Но Стив меня не слушал.
— Отличную штуку ты прислал! Когда будет окончание?
— Примерно лет через десять.
— Отлично. Будем ждать. На этот раз ты нашел настоящих героев. Живых, просто живчиков! У тебя потрясающая фантазия, Уолтер!
— Спасибо, Стив.
— И ты знаешь, мы попробуем провернуть рекламу этого дела на Си-би-эс. Попросим Дэвида Леттермана пригласить тебя в свое шоу, как только выйдет книга. Я думаю, ты понравишься Дэйву.

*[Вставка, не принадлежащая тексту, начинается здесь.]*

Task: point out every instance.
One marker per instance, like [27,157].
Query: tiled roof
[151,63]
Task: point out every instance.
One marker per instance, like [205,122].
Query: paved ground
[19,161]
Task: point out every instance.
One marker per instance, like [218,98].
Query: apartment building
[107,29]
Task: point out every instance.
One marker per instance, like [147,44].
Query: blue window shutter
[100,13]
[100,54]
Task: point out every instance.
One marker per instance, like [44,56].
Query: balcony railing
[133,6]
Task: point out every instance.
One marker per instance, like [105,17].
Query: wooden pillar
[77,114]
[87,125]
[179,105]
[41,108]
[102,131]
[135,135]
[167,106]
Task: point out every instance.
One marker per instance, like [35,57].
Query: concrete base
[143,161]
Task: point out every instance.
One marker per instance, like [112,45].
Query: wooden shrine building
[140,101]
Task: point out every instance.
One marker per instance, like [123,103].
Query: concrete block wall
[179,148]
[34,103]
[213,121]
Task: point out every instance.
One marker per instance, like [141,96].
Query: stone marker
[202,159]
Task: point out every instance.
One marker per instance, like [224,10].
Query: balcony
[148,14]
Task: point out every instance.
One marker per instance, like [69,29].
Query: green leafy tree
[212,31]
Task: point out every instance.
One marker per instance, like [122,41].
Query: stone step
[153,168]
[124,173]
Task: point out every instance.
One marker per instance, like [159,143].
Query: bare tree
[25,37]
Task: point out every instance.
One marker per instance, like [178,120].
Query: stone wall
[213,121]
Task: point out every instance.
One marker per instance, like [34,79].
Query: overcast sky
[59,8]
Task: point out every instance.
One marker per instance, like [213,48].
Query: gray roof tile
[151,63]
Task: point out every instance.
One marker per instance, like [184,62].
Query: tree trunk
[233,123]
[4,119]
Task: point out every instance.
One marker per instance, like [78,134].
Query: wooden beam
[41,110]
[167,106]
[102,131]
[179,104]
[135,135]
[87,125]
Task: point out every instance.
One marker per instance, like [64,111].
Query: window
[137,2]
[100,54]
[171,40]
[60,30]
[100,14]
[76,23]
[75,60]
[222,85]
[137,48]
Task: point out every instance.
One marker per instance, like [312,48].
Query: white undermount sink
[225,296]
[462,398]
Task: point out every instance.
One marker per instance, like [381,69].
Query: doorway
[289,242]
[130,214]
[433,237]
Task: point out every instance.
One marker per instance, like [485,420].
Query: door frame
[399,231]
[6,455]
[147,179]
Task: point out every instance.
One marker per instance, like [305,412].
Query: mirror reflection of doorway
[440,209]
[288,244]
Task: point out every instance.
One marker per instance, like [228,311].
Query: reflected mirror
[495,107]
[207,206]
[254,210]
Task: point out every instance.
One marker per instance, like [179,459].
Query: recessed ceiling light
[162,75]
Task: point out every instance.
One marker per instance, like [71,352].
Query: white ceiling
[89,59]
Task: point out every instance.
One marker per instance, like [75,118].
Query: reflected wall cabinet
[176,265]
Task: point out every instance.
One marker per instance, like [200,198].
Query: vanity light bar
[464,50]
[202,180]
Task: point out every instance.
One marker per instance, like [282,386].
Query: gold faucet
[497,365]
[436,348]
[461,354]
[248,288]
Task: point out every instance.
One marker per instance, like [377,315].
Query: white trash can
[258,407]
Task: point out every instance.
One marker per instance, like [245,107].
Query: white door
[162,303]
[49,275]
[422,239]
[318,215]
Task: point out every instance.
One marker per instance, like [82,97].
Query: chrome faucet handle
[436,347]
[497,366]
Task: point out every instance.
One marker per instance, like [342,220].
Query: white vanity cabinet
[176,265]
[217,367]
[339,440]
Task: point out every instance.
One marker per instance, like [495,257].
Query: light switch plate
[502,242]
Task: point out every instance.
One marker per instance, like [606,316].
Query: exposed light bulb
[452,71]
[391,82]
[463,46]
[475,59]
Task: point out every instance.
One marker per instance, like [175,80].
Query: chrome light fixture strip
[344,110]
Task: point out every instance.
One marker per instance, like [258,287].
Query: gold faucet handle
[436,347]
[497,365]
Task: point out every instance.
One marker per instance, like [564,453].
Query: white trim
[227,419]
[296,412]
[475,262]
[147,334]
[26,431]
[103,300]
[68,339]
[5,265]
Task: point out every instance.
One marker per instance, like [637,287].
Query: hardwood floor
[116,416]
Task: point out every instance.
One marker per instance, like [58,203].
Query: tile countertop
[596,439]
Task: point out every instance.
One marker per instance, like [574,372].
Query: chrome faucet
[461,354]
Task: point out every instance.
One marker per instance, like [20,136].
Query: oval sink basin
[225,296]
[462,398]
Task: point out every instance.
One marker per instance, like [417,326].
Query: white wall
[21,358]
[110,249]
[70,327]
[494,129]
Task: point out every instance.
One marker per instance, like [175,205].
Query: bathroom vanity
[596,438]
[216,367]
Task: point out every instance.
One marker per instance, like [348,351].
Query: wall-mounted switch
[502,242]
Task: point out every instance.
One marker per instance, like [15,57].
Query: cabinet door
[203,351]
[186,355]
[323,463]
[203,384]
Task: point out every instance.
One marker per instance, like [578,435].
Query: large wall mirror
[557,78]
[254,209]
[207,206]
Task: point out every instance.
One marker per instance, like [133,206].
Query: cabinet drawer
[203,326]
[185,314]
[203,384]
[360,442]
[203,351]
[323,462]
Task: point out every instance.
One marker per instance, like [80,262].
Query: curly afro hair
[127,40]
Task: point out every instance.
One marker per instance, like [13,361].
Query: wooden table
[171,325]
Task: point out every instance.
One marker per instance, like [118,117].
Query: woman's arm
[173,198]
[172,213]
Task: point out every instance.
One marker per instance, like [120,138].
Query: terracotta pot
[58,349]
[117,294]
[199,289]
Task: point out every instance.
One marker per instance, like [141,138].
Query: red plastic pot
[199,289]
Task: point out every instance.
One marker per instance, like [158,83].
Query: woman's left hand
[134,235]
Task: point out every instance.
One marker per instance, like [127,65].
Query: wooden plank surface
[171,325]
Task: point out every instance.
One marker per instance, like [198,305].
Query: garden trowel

— Послушай меня, Стив: я скорее проглочу собственную блевоту, чем соглашусь выступить в этом шоу.
— Молодец! Вот это высота духа! А как книга называется, напомни-ка мне?
— «Великий армянский роман».
— Потрясное заглавие! Книжки будут просто прыгать с полок!
— Прыгать они будут, но только для того, чтобы надавать читателям пинков под задницу.
— И это тоже, — засмеялся Стив. — И это тоже!
Стив был оптимистом до такой степени, что у меня иногда возникало чувство, что он рано или поздно покончит с собой. Хотя кто его знает… Он был фанатично предан своему делу, а дело его было — продавать книги. Стиву было наплевать, что он продает: будь это посмертный сборник стихов поэта, умершего под забором, или же написанная каким-нибудь скользким призраком биография Шер. Он с радостью напечатает самое отстойное мэйнстримовское дерьмо — лишь бы оно продавалось. А если не будет продаваться, то авось Дэвид Леттерман поможет.
Стив сердечно пожал мне руку и принялся расправлять бабочку перед зеркалом, готовясь идти домой к своим кошкам. У меня кошек не было. Не было даже бабочки. Все, что у меня было, — это наполовину написанная книга, которую мой агент считал никуда не годной и про которую мой издатель сказал, что она будет нарасхват. Ну что ж, — думал я, выходя на улицу, — может быть, они оба окажутся правы.
Тем же вечером, вернувшись домой, я припомнил в деталях обе встречи. Всякий раз, когда я уходил от Стива, я терял какие-нибудь иллюзии. Автору вовсе не нужен издатель, который хвалит книгу, если он хвалит ее не по делу. И совершенно ни к чему агент, который сбрасывает вас со счетов только потому, что вы не сумели погубить столько деревьев, сколько Том Клэнси. Зачем нужна агентша, если ее хочется придушить после каждой встречи? Думая об этом, приходишь к выводу: единственные друзья автора — это он сам и его слова. У большинства писателей жизнь не очень яркая, они не смогли бы быть такими, как Клайд и Фокс, даже если бы попытались. Они обычно не умеют жить. Но я думал не о других, а о себе. Все, что мне оставалось — это писать. А если личная жизнь автора, какой бы жалкой она ни была, исчезает вовсе, то это обязательно скажется на книге.